The real-world big data are largely unstructured, interconnected, and dynamic, in the form of natural language text. It is highly desirable to transform such massive unstructured data into structured knowledge. Many researchers rely on labor-intensive labeling and curation to extract knowledge from such data. However, such approaches may not be scalable, especially considering that a lot of text corpora are highly dynamic and domain-specific. The speaker argues that massive text data itself may disclose a large body of hidden patterns, structures, and knowledge. Equipped with domain-independent and domain-dependent knowledge-bases, he explores the power of massive data itself for turning unstructured data into structured knowledge.
In this lecture, the speaker will introduce a set of methods developed recently in his group on exploration of the power of big text data, including mining quality phrases, recognition and typing of entities and relations by weak supervision, pattern-based entity-attribute-value extraction, multi-faceted taxonomy discovery, and construction of multi-dimensional text cubes. He will show the massive text data itself can be powerful at disclosing patterns and structures, and it is promising to explore the power of massive text data to turn massive text data to structured knowledge.
About the speaker
Prof Jiawei Han received his PhD in Computer Sciences at the University of Wisconsin-Madison in 1985. He worked as an Assistant Professor at Northwestern University before moving to Simon Fraser University in 1987. In 2001, he joined the University of Illinois at Urbana-Champaign (UIUC) and is currently the Abel Bliss Professor of Engineering.
Prof Han’s research interests include data mining, data warehousing, stream data mining, spatiotemporal and multimedia data mining, biological data mining, social network analysis, text and Web mining, and software bug mining. He has over 300 conference and journal publications.

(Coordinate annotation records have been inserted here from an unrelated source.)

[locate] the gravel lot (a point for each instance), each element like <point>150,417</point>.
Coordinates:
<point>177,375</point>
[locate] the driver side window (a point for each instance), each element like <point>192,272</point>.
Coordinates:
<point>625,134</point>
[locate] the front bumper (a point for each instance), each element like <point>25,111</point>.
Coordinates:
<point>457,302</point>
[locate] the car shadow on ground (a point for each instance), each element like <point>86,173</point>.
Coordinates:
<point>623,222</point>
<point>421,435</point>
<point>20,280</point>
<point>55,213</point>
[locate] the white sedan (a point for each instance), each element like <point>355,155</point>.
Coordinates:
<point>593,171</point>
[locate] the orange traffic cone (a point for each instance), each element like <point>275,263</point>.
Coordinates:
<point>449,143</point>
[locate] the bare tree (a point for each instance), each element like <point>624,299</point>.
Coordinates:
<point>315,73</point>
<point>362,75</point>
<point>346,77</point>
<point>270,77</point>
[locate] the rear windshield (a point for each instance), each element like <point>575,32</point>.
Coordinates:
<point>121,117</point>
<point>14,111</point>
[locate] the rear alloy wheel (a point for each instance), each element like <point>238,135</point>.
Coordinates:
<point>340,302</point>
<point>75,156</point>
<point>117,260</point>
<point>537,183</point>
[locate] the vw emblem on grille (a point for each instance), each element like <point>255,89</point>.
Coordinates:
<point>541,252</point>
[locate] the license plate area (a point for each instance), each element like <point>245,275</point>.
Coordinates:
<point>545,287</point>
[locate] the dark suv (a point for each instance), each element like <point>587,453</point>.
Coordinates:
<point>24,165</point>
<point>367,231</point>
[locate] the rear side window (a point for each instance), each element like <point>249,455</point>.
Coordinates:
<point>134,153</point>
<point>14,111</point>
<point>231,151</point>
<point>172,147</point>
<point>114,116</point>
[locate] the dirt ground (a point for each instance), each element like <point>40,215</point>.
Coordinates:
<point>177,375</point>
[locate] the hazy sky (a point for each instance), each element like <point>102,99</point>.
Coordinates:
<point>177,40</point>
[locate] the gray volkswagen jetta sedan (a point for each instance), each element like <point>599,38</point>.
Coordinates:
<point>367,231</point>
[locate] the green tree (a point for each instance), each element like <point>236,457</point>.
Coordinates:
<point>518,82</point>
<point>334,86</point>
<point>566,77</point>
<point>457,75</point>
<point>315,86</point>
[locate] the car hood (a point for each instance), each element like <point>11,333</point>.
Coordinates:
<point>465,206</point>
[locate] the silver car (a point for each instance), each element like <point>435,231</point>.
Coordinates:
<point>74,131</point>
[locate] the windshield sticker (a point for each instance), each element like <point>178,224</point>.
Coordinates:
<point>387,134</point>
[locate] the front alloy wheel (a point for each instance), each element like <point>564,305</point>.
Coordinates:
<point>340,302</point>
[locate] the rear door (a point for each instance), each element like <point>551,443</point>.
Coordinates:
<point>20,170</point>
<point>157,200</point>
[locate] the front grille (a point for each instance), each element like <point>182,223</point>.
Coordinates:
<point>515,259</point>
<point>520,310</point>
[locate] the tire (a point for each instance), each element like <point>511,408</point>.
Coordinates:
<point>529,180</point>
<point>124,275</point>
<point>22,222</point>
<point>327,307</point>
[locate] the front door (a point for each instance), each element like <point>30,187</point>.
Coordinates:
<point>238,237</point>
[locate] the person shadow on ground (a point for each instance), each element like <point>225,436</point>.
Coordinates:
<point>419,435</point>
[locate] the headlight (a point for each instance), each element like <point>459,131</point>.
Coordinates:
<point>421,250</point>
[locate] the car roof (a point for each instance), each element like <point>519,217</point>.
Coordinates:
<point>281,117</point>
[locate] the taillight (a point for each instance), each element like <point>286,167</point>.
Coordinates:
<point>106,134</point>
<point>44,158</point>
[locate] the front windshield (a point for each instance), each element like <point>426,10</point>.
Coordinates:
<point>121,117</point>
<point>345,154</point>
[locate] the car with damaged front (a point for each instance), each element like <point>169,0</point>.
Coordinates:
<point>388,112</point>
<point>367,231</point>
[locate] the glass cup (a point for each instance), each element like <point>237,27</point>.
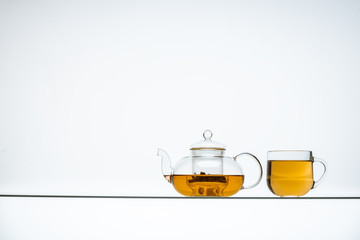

Prof Han received numerous awards including the Excellence in Graduate and Professional Teaching Award (2012) and the Tau Beta Pi Daniel C Drucker Eminent Faculty Award (2011) from UIUC, the Institute of Electrical and Electronics Engineers (IEEE) Computer Society W Wallace McDowell Award (2009), the IEEE Computer Society Technical Achievement Award (2005) and the Association for Computing Machinery (ACM) SIGKDD Innovation Award (2004). He was also elected a Fellow of IEEE (2009) and of ACM (2003).
For attendees’ attention
The lecture is free and open to all. Seating is on a first come, first served basis.